— Você acha mesmo?

— Olha essa gente toda. — Aponto. — Você já viu pessoas tão limpas e bem-alimentadas como essas?

Ela vira o rosto de um lado para o outro, como se só agora as estivesse percebendo.

— Sabe o que isso significa? — continuo. — Nós chegamos, Lean. Nós chegamos mesmo!

Por um instante sou tão convincente no consolo e na empolgação fingida que não sei mais dizer se estou interpretando. Chegar aqui era, afinal, o nosso objetivo desde o início. A realização de um sonho.

Um sonho que custou a vida das pessoas que eu mais amava.

Ainda é difícil acreditar que esse mar, tão sereno e convidativo, seja o mesmo que nos mastigou com turbulências e tempestades dias atrás.

De repente, o homem que nos guia dá as costas para o oceano e nós fazemos o mesmo, caminhando em direção à floresta densa que delineia a praia.

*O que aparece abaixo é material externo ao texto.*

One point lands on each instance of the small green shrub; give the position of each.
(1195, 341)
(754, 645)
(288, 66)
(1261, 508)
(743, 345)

Entre as árvores, lentamente se torna distinto um único edifício branco, com colunas de mármore cercando toda a fachada. Há uma inscrição no topo, mas está escrita no alfabeto tibbutzino e ainda não tenho prática suficiente para interpretá-lo tão rapidamente.

O homem sobe uma escadaria de mármore branco, com umas duas dúzias de degraus, e nós o seguimos. Eu me preocupo porque estamos deixando para trás um rastro barrento e ensanguentado no lugar de pegadas. Mas olho ao meu redor e ninguém parece se importar.

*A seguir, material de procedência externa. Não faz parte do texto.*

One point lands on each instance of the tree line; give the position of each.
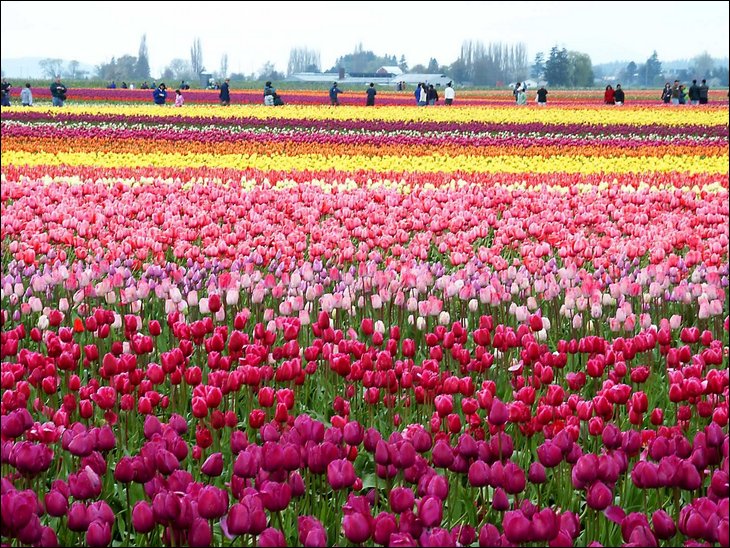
(480, 64)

Assim que nossos pés tocam o saguão interior, somos recepcionados por um grupo de pessoas vestidas de azul-cobalto dos pés à cabeça. Elas agem de forma coordenada, recolhendo e apoiando os mais danificados, limpando as feridas mais grotescas e oferecendo refrescos para o resto de nós, aqueles cuja maior avaria está apenas na alma. Tudo é tão claro e brilhante que minha cabeça começa a latejar.

Os dedos de Lean escapam dos meus e ela grita. Alguém está puxando-a para longe e não tenho sequer a presença de espírito para reagir.

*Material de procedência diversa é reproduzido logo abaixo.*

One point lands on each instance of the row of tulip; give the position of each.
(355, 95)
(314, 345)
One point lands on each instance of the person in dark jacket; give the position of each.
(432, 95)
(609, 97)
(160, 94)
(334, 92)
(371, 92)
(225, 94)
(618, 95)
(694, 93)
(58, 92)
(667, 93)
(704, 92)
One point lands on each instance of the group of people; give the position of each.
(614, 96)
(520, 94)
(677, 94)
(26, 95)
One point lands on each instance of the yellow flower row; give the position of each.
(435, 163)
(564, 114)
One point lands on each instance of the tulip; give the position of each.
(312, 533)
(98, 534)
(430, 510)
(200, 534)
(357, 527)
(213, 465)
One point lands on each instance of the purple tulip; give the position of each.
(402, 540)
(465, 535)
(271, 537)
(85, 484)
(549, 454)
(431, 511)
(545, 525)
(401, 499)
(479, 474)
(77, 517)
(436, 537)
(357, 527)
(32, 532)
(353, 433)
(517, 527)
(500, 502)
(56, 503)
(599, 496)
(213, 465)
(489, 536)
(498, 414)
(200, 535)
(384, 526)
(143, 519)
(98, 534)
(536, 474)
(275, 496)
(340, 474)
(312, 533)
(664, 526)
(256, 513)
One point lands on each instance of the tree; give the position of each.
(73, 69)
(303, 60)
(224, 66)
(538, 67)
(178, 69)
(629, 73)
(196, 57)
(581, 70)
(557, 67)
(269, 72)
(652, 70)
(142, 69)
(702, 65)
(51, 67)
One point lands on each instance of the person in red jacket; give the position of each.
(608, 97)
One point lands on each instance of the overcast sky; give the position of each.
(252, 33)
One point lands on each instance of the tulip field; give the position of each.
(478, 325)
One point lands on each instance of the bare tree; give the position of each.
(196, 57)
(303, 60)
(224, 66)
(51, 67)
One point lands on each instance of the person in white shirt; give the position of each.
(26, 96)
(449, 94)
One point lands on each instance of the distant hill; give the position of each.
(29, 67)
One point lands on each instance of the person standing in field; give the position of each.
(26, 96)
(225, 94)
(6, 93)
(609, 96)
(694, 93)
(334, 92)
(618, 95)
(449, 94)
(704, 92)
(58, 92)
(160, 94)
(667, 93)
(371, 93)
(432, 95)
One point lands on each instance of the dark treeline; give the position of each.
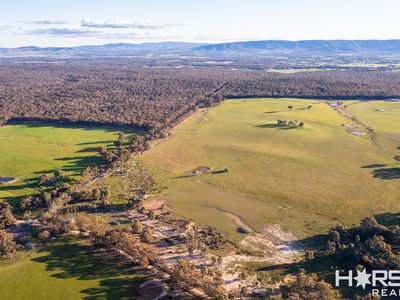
(124, 94)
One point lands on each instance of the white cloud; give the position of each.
(124, 24)
(61, 31)
(47, 22)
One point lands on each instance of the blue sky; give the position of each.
(78, 22)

— Ela vai ficar bem — uma voz feminina interrompe qualquer reação possível. Vem da mulher agachada diante de mim, limpando o machucado sob meu seio. Ela dá leves tapinhas com cuidado ao redor da ferida com um tecido extremamente macio. — Só querem cuidar dela.

É a primeira mulher tibbutzina a falar comigo, então fico surpresa com o sotaque delicado, o timbre firme, mas doce. Bem diferente do bruto que nos recebeu. Ela parece confiável de uma forma que considero poucas pessoas. Mesmo assim, antes de me permitir relaxar, verifico que depositam a garota no chão a uns dez metros de distância e começam a tratar dela como estão fazendo comigo.

— E os outros? — pergunto.

Minha voz soa estranhamente arranhada de emoção. Agora que Lean está longe, acho que não vou conseguir reservar coisas na caixinha emocional por muito tempo.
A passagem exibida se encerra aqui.